Come preannunciato dal nostro giornale, questa mattina si è svolto a Lecco un importante incontro sul tema dell’accorpamento dei due Istituti Comprensivi operanti in Valsassina, il San Giovanni Bosco di Cremeno e il Papa Giovanni XXIII di Premana.
Al tavolo erano presenti il Dirigente dell’Ufficio Scolastico Provinciale, Adamo Castelnuovo, il consigliere provinciale Antonio Pasquini che ha delega in materia di istruzione, la sindaca di Premana Elide Codega e il sindaco di Cremeno Pier Luigi Invernizzi.

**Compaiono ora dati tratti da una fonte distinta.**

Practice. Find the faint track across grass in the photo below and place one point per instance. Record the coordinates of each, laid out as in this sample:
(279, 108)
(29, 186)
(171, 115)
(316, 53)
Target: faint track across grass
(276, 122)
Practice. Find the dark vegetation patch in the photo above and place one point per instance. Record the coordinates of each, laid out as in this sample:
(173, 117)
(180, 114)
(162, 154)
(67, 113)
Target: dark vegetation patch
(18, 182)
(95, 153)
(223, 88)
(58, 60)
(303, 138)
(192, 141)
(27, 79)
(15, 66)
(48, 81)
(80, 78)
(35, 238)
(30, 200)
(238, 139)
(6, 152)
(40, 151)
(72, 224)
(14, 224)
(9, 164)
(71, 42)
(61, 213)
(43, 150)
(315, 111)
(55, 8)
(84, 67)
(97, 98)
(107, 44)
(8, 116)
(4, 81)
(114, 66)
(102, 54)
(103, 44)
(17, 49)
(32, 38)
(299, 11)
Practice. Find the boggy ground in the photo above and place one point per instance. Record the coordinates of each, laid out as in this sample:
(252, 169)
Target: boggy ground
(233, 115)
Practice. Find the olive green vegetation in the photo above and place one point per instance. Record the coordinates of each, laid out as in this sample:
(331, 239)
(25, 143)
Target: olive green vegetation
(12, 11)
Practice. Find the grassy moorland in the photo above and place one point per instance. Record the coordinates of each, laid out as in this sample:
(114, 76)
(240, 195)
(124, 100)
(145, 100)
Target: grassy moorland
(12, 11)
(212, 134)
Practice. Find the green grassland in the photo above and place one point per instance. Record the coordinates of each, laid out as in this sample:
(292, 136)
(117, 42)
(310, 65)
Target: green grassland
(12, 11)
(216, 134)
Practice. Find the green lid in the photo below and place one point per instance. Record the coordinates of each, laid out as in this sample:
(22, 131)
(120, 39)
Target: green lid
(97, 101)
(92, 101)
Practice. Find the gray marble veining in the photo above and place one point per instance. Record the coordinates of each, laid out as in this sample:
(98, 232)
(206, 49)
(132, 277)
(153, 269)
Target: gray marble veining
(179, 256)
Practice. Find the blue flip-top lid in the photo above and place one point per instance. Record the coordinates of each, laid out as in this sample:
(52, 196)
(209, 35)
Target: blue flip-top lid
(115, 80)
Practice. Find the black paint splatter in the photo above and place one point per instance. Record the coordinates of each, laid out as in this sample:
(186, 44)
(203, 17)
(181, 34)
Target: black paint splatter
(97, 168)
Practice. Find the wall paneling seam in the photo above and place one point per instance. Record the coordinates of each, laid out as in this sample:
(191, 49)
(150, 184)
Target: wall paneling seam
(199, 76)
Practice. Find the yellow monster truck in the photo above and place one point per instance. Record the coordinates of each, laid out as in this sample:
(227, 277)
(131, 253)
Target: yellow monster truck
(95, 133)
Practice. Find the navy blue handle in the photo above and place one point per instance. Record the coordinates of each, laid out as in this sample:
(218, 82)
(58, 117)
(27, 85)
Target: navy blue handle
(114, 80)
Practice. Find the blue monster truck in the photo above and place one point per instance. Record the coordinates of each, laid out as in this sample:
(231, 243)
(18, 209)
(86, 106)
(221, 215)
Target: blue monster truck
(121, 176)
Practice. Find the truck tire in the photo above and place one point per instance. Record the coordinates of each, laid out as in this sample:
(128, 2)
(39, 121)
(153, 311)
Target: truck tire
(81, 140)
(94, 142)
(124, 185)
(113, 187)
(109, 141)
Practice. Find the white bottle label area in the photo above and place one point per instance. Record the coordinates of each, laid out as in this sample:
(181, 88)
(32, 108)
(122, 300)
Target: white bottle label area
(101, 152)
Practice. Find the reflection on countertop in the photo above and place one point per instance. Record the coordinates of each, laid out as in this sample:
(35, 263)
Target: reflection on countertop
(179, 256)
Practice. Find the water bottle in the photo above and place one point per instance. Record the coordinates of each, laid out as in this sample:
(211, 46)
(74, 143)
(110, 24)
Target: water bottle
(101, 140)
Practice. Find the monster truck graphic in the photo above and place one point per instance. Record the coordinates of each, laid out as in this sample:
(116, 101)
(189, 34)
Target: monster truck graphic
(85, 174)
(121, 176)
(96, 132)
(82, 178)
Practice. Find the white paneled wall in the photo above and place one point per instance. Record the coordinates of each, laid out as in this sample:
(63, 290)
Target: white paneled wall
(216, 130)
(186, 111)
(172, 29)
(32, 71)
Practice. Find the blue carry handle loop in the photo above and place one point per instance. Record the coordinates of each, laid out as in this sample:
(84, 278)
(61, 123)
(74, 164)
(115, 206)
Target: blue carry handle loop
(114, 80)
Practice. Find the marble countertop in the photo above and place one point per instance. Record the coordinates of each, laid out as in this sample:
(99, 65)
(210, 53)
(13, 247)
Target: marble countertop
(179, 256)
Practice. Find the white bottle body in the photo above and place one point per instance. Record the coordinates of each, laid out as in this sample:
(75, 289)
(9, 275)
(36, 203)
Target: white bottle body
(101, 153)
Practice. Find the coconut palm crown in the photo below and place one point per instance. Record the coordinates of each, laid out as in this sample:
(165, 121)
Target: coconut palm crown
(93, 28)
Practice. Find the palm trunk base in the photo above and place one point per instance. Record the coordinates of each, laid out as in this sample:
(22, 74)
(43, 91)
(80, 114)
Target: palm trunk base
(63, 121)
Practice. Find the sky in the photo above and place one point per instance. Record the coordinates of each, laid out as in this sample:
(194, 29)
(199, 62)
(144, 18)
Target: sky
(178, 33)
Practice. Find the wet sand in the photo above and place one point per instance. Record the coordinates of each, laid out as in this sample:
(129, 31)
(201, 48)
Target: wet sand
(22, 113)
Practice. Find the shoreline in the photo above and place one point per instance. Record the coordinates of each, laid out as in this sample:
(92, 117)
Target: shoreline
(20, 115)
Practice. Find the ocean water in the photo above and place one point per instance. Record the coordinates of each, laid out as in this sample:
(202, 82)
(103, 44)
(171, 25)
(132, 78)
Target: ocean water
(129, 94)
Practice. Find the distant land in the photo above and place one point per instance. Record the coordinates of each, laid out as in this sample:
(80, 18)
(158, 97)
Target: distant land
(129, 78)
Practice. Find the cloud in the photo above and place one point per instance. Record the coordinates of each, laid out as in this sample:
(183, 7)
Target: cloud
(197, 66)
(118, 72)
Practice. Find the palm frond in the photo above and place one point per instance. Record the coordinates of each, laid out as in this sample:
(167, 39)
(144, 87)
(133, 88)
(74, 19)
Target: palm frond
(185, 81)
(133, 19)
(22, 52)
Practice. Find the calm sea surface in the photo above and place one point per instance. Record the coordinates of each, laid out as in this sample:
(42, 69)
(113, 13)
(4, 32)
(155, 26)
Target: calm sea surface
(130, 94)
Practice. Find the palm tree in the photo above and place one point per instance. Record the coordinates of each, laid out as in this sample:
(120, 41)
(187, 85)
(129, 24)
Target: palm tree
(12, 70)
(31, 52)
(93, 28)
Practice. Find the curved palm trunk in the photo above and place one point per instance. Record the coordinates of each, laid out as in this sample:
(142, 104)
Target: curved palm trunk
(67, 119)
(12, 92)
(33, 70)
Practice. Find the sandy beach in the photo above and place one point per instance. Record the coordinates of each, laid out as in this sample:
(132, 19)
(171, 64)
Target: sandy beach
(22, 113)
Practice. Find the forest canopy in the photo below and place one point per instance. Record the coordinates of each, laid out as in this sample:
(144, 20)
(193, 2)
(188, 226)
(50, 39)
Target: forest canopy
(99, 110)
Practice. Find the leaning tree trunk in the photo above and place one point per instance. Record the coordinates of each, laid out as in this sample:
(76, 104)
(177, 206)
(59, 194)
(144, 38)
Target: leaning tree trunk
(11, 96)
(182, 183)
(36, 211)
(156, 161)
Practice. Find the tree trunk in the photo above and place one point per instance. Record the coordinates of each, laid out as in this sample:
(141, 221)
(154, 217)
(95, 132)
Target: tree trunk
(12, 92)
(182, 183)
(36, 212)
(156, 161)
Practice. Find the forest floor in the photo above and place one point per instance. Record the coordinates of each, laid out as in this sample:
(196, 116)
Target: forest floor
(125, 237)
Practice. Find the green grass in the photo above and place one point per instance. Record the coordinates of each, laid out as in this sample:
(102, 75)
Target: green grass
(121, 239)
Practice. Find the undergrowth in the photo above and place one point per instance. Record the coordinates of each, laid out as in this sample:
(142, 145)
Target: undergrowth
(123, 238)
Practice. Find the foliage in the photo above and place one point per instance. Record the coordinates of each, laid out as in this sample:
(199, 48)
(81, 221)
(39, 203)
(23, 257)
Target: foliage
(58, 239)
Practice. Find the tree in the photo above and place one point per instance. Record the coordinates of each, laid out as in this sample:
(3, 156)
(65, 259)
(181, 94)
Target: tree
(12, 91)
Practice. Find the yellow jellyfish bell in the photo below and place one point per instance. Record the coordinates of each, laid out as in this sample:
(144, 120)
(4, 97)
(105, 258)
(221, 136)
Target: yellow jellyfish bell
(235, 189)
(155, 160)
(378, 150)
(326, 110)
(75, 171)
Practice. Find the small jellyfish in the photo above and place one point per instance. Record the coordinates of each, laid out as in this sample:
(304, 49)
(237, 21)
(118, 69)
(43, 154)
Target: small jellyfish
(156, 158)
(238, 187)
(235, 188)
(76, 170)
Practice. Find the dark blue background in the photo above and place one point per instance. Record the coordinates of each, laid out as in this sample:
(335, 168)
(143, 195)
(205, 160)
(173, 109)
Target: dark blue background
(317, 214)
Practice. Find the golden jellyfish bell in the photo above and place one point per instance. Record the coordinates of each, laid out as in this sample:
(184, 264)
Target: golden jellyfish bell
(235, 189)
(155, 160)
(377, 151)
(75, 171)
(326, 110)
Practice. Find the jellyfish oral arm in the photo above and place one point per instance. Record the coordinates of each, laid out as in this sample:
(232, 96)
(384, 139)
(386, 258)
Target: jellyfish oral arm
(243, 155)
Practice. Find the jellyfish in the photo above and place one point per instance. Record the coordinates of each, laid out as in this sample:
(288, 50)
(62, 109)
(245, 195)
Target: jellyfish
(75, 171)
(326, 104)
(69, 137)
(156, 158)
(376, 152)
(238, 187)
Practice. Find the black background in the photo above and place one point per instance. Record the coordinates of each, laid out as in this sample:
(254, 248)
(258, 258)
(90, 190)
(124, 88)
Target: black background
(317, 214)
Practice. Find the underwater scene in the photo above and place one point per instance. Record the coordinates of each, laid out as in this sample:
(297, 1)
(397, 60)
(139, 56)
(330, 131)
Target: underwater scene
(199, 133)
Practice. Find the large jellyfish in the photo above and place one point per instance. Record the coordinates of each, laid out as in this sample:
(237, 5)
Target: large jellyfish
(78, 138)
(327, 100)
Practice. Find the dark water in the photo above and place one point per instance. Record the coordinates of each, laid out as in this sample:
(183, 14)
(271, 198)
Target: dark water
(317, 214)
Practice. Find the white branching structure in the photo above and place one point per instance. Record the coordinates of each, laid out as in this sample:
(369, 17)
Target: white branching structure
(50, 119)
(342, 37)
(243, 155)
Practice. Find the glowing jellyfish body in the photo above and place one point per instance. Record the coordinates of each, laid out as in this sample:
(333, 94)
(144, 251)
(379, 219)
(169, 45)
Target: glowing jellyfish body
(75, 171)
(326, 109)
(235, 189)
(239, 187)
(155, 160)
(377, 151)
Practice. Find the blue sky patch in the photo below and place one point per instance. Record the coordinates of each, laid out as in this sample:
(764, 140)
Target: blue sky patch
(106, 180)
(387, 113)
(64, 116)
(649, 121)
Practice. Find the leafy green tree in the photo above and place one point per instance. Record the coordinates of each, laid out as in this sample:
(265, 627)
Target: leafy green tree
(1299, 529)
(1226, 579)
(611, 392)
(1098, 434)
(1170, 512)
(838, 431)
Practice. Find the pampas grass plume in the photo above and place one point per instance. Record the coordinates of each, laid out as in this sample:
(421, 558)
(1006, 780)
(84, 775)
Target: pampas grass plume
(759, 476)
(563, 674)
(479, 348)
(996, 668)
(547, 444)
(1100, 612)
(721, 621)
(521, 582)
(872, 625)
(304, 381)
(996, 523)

Si è trattato di un primo ma importante passo che vedeva protagonisti proprio i due primi cittadini chiamati ad esprimersi in merito alla “fusione” delle due realtà: entrambi hanno dato parere positivo per cui ora seguiranno altre consultazioni che riguarderanno tutte le parti coinvolte nel progetto, a cominciare dagli altri sindaci, dal personale scolastico e dalle rappresentanze dei genitori.
Da quanto abbiamo appreso non si è parlato della possibile sede, lasciando così aperte tutte le opzioni possibili che potranno scaturire da un successivo confronto. Geograficamente, ed è un dato oggettivo, Cremeno e Premana sono ai confini opposti del territorio e ciò costituirà sicuramente un elemento di valutazione.

E’ stato affrontato lo scottante tema del Dirigente “stabile”, un’aspetto fondamentale per garantire il funzionamento di quello che potrebbe essere il futuro I.C.S. della Valsassina che, stando ai numeri odierni, conterebbe (tra alunni, insegnanti, personale di segreteria e personale ATA) più o meno 1.200 persone.
E qui Adamo Castelnuovo ha evidenziato ai presenti le difficoltà a trovare una figura che accetti la carica (lo stesso Castelnuovo, come noto ai più, è il Dirigente nominato per l’I.C.S. Cremeno, “distaccato” all’Ufficio Scolastico Provinciale) spiegandone anche i motivi che riguardano soprattutto la logistica.
Come già scritto, a questo primo incontro ne seguiranno altri in un percorso che dovrebbe portare a maturare una decisione entro il mese di luglio.